Fix bug in InvokeLinear8bitLt that was causing old state information to persist after loading from a state dict. This manifested as state tensors being left on the GPU even when a model had been offloaded to the CPU cache.

2024-08-30 20:32:17 +00:00 · 2024-08-28 14:06:29 +00:00
parent 77090070bd
commit 29fe1533f2
1 changed files with 12 additions and 2 deletions
--- a/invokeai/backend/quantization/bnb_llm_int8.py
+++ b/invokeai/backend/quantization/bnb_llm_int8.py
@ -54,8 +54,10 @@ class InvokeLinear8bitLt(bnb.nn.Linear8bitLt):

        # See `bnb.nn.Linear8bitLt._save_to_state_dict()` for the serialization logic of SCB and weight_format.
        scb = state_dict.pop(prefix + "SCB", None)
-        # weight_format is unused, but we pop it so we can validate that there are no unexpected keys.
-        _weight_format = state_dict.pop(prefix + "weight_format", None)
+
+        # Currently, we only support weight_format=0.
+        weight_format = state_dict.pop(prefix + "weight_format", None)
+        assert weight_format == 0

        # TODO(ryand): Technically, we should be using `strict`, `missing_keys`, `unexpected_keys`, and `error_msgs`
        # rather than raising an exception to correctly implement this API.
@ -89,6 +91,14 @@ class InvokeLinear8bitLt(bnb.nn.Linear8bitLt):
            )
            self.bias = bias if bias is None else torch.nn.Parameter(bias)

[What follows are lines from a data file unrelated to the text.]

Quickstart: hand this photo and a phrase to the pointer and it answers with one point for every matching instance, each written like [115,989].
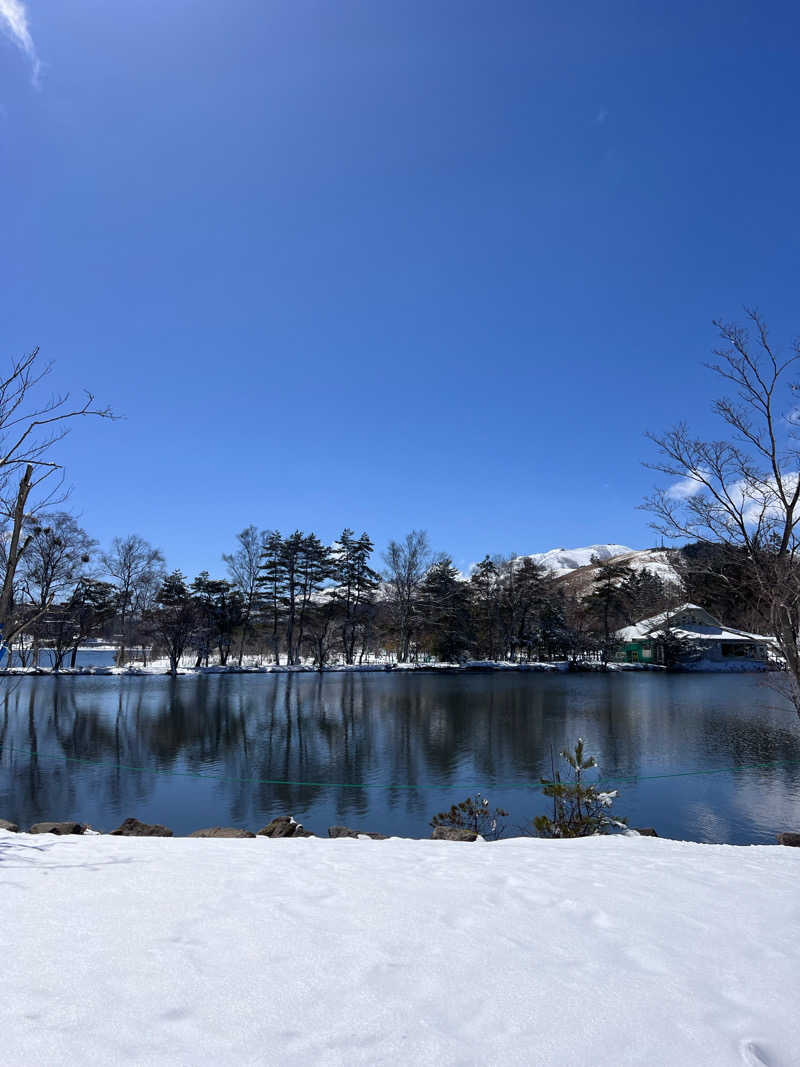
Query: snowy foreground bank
[606,951]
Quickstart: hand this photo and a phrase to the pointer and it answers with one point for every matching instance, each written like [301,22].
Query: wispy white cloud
[14,25]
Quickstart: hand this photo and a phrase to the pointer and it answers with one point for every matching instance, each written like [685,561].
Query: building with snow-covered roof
[704,641]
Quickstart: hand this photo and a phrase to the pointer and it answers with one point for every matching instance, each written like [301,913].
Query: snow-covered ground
[607,951]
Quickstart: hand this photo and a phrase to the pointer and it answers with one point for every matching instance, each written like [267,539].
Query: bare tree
[136,569]
[31,426]
[57,559]
[406,563]
[744,492]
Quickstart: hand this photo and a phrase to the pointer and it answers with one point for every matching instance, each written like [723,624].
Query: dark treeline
[291,599]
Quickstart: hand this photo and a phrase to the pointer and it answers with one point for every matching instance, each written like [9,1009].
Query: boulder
[282,826]
[221,831]
[134,828]
[452,833]
[57,828]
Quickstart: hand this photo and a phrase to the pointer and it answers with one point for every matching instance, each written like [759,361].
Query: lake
[704,758]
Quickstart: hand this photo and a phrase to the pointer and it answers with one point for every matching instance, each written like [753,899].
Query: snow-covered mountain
[560,561]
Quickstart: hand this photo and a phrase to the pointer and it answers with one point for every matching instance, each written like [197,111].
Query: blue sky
[389,265]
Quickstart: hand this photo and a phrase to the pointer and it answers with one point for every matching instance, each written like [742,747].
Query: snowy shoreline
[470,667]
[340,952]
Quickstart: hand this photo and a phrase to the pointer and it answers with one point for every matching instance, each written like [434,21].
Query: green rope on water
[368,785]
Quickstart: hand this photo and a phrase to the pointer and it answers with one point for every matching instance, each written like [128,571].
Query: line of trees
[291,599]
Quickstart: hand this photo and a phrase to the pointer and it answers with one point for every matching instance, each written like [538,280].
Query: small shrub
[474,814]
[579,810]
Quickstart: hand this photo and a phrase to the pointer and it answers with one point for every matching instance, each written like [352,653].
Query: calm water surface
[386,751]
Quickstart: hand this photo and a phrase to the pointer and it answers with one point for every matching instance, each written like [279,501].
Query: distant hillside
[560,561]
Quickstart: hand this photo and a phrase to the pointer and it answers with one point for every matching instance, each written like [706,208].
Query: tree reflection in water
[386,750]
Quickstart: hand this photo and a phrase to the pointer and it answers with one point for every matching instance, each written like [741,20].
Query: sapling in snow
[579,809]
[474,814]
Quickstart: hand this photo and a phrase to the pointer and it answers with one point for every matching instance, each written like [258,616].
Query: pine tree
[173,619]
[445,606]
[355,585]
[271,580]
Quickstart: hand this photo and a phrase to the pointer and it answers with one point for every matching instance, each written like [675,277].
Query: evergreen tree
[355,586]
[445,607]
[271,579]
[484,595]
[173,619]
[609,599]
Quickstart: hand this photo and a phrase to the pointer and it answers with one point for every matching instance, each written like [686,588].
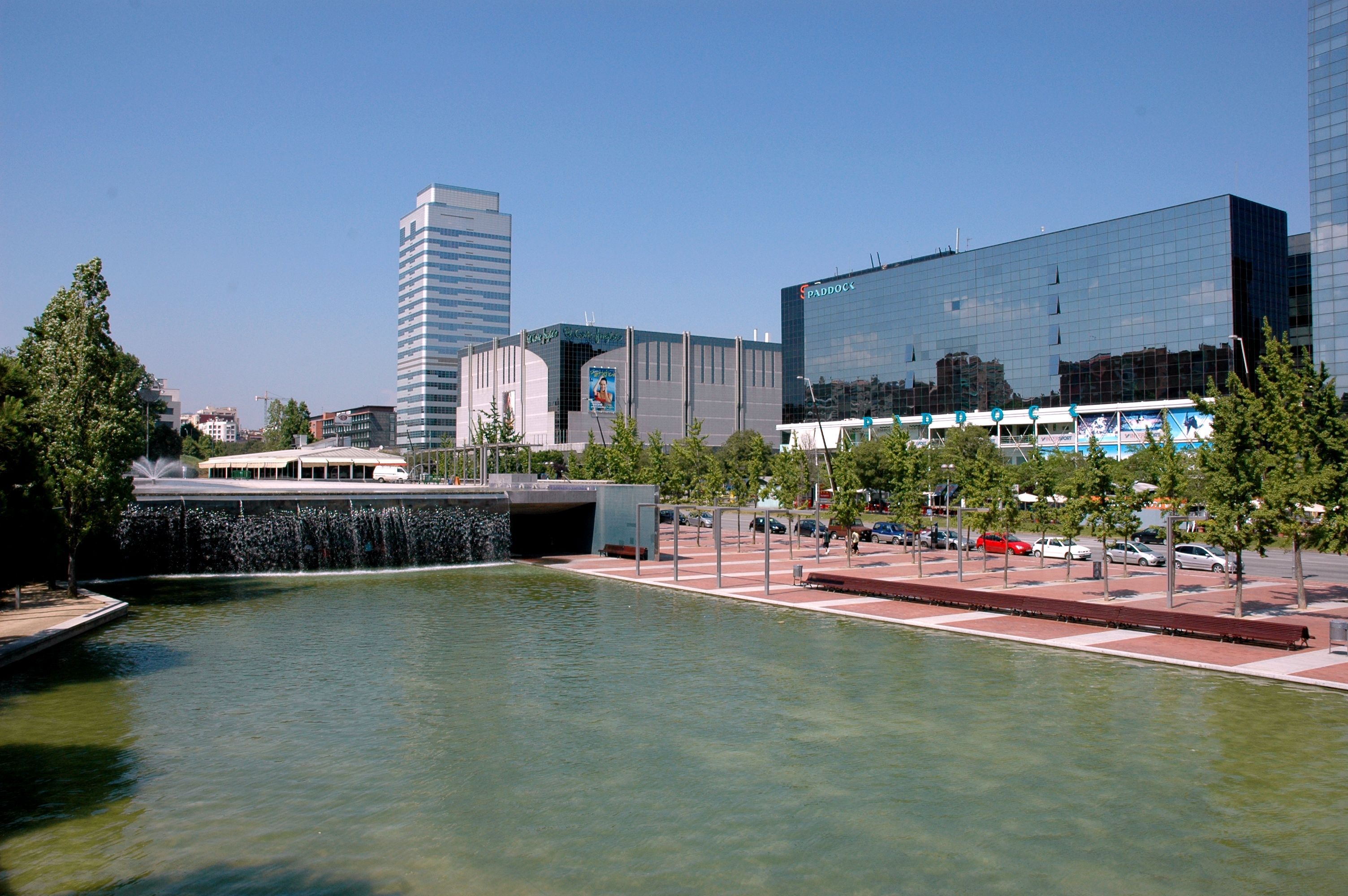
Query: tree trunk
[1296,566]
[1240,589]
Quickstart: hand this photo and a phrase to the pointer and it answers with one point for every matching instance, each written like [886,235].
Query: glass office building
[454,290]
[1138,309]
[1328,134]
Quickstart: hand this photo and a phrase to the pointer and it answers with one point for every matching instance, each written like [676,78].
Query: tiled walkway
[742,578]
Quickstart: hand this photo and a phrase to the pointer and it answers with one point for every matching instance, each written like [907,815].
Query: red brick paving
[1195,593]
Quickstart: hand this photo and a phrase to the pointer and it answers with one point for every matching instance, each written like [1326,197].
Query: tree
[26,519]
[1231,474]
[87,409]
[285,421]
[909,468]
[1106,513]
[1303,445]
[625,452]
[847,502]
[693,468]
[744,459]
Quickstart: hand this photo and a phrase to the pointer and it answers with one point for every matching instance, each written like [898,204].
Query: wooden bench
[1119,615]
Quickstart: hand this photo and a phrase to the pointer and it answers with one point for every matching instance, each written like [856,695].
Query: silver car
[1134,553]
[1201,557]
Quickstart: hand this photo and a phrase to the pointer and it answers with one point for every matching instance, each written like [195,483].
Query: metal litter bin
[1339,634]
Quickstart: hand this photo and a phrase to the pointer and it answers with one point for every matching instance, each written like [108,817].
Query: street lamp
[948,467]
[1243,356]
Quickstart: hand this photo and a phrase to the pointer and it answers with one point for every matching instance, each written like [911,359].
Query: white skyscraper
[454,290]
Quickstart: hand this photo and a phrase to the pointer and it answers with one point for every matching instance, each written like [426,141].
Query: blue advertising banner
[603,390]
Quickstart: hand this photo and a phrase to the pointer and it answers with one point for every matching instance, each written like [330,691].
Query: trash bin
[1339,634]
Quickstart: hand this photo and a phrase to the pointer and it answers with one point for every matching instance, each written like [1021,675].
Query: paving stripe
[820,605]
[1299,662]
[1098,638]
[960,617]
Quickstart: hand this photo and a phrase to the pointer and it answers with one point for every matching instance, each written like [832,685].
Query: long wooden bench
[1168,621]
[627,551]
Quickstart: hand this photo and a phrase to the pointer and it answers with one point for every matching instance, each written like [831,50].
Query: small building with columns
[558,383]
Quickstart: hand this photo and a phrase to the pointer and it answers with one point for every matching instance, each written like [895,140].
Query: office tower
[1328,133]
[454,292]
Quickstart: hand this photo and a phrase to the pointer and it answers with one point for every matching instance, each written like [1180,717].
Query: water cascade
[178,537]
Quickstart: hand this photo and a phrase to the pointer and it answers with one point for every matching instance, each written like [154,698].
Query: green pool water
[521,731]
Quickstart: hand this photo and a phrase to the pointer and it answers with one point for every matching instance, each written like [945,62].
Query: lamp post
[1243,356]
[948,468]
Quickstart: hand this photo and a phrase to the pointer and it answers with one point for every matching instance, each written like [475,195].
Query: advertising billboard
[603,390]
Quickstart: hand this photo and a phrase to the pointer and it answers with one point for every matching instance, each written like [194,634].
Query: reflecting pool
[513,729]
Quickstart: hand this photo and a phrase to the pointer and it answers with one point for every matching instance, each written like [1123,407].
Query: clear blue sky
[242,168]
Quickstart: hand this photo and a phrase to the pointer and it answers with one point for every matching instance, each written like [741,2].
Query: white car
[1201,557]
[1060,547]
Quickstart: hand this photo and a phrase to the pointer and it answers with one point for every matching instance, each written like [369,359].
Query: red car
[997,543]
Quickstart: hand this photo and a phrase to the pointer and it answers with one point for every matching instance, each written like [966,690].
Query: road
[1316,566]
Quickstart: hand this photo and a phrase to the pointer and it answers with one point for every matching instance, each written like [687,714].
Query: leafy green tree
[1105,513]
[847,500]
[625,452]
[744,460]
[870,457]
[1231,472]
[909,470]
[1303,449]
[285,421]
[657,465]
[693,471]
[791,475]
[87,409]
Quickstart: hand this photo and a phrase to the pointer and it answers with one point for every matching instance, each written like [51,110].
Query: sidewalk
[1265,597]
[50,617]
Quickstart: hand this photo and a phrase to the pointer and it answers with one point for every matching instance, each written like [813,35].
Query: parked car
[939,538]
[998,543]
[891,534]
[1060,547]
[1134,553]
[1201,557]
[1150,535]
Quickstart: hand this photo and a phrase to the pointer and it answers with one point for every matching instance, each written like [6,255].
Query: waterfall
[158,539]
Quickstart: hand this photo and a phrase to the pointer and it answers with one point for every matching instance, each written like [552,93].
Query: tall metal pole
[1171,562]
[716,538]
[959,539]
[768,556]
[676,541]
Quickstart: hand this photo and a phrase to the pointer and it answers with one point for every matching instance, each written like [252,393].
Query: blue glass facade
[1136,309]
[1328,134]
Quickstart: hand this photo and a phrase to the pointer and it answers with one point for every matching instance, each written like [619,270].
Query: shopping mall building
[1105,331]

+        # Reset the state. The persisted fields are based on the initialization behaviour in
+        # `bnb.nn.Linear8bitLt.__init__()`.
+        new_state = bnb.MatmulLtState()
+        new_state.threshold = self.state.threshold
+        new_state.has_fp16_weights = False
+        new_state.use_pool = self.state.use_pool
+        self.state = new_state
+

 def _convert_linear_layers_to_llm_8bit(
    module: torch.nn.Module, ignore_modules: set[str], outlier_threshold: float, prefix: str = ""